EHS hiring more transport operators - Port Hawkesbury Reporter

2022-08-13 05:36:07 By : Ms. Helen Liu

HALIFAX: The provincial government said the addition of more Emergency Health Services (EHS) transport operators will help take stress off the emergency response system.

The province announced recently that EHS is hiring 100 more transport operators across the province to “handle routine patient transfers.”

In a press release issued late in July, the province said these new, non-paramedic staff will help reduce pressure on the ambulance system and allow paramedics to focus on responding to emergency calls.

“We recognize the pressure the Emergency Health Services system is under and how this impacts patients, paramedics, and the delivery of emergency care,” said Michelle Thompson, Minister of Health and Wellness.
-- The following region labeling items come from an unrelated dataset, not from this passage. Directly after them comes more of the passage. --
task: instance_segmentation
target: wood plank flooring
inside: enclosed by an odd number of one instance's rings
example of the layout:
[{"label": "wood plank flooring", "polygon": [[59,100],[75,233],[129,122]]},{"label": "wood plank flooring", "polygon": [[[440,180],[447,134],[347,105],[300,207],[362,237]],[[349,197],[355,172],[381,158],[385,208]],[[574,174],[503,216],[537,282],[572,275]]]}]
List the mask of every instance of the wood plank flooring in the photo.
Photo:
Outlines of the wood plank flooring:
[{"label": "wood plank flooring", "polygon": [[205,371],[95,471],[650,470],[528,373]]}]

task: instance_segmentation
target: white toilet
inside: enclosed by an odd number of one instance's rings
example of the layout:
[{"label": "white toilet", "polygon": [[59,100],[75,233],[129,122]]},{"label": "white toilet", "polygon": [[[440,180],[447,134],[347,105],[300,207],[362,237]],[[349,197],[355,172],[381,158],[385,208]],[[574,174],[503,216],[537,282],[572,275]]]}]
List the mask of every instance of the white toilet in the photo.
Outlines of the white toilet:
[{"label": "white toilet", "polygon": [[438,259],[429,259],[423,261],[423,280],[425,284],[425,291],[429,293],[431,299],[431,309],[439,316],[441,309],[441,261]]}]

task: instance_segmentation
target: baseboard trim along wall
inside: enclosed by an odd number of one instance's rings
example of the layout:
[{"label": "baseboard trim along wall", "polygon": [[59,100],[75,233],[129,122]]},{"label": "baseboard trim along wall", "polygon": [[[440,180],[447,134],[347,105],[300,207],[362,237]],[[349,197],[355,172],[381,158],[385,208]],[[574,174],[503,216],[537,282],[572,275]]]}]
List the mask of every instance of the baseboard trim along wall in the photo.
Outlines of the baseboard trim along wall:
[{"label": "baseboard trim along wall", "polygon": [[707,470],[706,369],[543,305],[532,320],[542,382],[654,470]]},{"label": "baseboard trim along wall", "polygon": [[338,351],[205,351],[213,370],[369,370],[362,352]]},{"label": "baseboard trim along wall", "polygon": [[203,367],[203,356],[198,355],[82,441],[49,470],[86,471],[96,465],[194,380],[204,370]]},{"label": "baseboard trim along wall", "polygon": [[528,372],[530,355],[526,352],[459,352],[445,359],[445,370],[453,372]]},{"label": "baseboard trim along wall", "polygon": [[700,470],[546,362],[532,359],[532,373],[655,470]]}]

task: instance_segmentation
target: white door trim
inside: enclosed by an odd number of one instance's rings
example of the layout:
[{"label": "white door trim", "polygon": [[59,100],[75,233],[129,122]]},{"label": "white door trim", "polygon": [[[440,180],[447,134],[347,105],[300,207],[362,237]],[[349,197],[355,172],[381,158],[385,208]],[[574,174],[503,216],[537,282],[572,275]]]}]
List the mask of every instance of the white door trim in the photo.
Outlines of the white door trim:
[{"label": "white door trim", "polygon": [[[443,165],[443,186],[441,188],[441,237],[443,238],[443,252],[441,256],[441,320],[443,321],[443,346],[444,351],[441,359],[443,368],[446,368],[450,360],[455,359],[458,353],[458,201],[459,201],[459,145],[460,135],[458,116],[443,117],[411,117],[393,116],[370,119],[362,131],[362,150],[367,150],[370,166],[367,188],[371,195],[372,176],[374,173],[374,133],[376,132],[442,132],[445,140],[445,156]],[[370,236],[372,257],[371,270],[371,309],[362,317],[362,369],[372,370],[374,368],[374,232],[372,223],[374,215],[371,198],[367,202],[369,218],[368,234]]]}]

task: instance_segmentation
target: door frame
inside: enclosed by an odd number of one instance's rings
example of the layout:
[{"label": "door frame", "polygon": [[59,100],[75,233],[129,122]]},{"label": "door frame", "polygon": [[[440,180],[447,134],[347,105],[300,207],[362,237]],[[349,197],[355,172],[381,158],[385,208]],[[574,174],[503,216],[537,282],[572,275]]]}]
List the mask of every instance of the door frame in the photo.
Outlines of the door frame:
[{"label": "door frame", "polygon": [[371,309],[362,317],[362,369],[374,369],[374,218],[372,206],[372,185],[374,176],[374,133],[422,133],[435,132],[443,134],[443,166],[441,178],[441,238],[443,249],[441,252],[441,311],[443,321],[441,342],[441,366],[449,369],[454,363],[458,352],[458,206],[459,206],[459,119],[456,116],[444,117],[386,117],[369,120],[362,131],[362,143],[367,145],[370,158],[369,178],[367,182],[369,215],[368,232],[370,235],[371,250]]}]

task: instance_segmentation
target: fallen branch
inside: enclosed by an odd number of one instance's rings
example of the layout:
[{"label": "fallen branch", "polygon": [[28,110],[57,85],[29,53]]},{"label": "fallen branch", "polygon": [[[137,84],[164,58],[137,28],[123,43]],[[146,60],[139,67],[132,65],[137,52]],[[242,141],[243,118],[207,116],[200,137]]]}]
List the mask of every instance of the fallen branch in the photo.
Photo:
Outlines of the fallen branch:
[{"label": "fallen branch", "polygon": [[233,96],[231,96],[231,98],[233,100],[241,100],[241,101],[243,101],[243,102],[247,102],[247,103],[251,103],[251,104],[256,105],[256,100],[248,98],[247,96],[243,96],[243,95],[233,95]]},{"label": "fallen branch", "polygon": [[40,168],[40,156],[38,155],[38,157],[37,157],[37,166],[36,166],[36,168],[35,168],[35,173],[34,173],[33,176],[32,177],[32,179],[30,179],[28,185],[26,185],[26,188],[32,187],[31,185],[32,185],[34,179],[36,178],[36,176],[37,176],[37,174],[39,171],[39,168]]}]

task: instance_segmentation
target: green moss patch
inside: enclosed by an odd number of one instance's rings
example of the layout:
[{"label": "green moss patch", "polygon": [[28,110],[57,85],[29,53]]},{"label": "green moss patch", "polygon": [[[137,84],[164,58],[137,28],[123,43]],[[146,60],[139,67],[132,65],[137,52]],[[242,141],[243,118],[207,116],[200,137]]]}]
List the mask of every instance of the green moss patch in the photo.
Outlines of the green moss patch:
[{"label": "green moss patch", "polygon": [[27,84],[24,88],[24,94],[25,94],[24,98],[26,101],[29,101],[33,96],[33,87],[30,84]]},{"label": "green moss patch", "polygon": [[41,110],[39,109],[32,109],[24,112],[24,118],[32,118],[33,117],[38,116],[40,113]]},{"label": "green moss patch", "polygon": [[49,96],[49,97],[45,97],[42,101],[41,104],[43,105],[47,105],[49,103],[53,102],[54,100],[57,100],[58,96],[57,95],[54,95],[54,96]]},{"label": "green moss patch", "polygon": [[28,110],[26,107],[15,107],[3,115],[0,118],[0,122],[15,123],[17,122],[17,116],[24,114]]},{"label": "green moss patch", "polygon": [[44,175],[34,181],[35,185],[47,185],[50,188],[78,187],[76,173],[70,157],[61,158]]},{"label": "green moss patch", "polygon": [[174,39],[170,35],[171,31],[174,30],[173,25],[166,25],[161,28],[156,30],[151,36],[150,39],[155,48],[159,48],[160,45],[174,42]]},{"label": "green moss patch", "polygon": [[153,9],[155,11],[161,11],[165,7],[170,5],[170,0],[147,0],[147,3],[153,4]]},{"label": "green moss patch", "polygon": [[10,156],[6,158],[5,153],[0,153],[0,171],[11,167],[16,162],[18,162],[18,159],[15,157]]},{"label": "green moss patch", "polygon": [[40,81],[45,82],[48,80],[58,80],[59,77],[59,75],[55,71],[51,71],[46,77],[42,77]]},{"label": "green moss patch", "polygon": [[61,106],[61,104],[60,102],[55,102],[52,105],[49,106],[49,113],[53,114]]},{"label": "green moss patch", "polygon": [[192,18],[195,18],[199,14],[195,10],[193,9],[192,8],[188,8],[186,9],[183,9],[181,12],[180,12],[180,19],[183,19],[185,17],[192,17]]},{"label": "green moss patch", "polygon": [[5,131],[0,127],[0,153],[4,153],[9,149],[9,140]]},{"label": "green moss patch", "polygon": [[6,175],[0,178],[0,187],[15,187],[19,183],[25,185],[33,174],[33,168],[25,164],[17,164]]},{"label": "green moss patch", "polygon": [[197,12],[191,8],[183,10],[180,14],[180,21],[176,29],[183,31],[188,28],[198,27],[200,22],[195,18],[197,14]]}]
Khalehla Perrault, Communications and Media Relations Advisor with the Department of Health and Wellness, wrote The Reporter via email that the Eastern Zone (which takes in Antigonish, Guysborough, Victoria, Richmond, and Inverness counties, as well as the Cape Breton Regional Municipality) currently has 10 units.

“These include two multi-transfer patient units that have the ability to transfer two patients in a stretcher at one time. These are staffed with a transport operator, and depending on the patients, with one or two paramedics. (There are) four patient transfer units that transport patients between facilities staffed by a transport operator, (and) three medical transfer service units that transport patients between facility and the community, staffed by a transport operator,” she wrote. “By the end of August, there will also be two low acuity transfer units in Eastern Zone that will be staffed by transport operators. These units support the transfer of low-risk patients who do not require a paramedic to provide clinical care during transport.”

Perrault wrote that the 2019 Fitch and Associates report, which reviewed the EHS system, recommended that EHS find ways to reduce the reliance of paramedics for non-clinical transports.

“Reducing our reliance on ambulances to transport non-critical or non-urgent patients was a recommendation of the 2019 Fitch Report and will mean more ambulances will be available to respond to emergencies,” the minister noted.

Perrault wrote that the system needs to change.

“The province recognizes that Emergency Health Services is experiencing pressures that have a direct impact on patients, paramedics, and the delivery of emergency care across the province,” she wrote. “In order to address those pressures, changes to the EHS system are required. One such change is the addition of transport operators to operate the Medical Transport Service and Patient Transfer Units.”

Currently, there are 80 transport operators who support EHS’s Medical Transport Service and Patient Transfer Units, the province said, noting the new hires will increase the number to 180.

Both types of transfer services use specifically designed vehicles staffed by transport operators who have training in first aid, vehicle operations and EHS equipment and have direct radio access to the EHS Medical Communications Centre, the province said.

The province said the Medical Transport Service is for low-risk patients who have been assessed and do not require medical care during transport between hospital facilities or home and hospital. Patient Transfer Units are used between health care facilities for transfers that are not critical or urgent, they stated.

“If at any time a patient requires clinical care during their transport, a paramedic would be present,” Perrault wrote. “In 2021, EHS responded to 182,000 calls, of which about 30 per cent did not require medical care during transport. The addition of transport operators will allow paramedics to focus on where they are need, responding to emergency calls across the province.”

The province added that the total calls from 2021 came out to an average of 500 per day.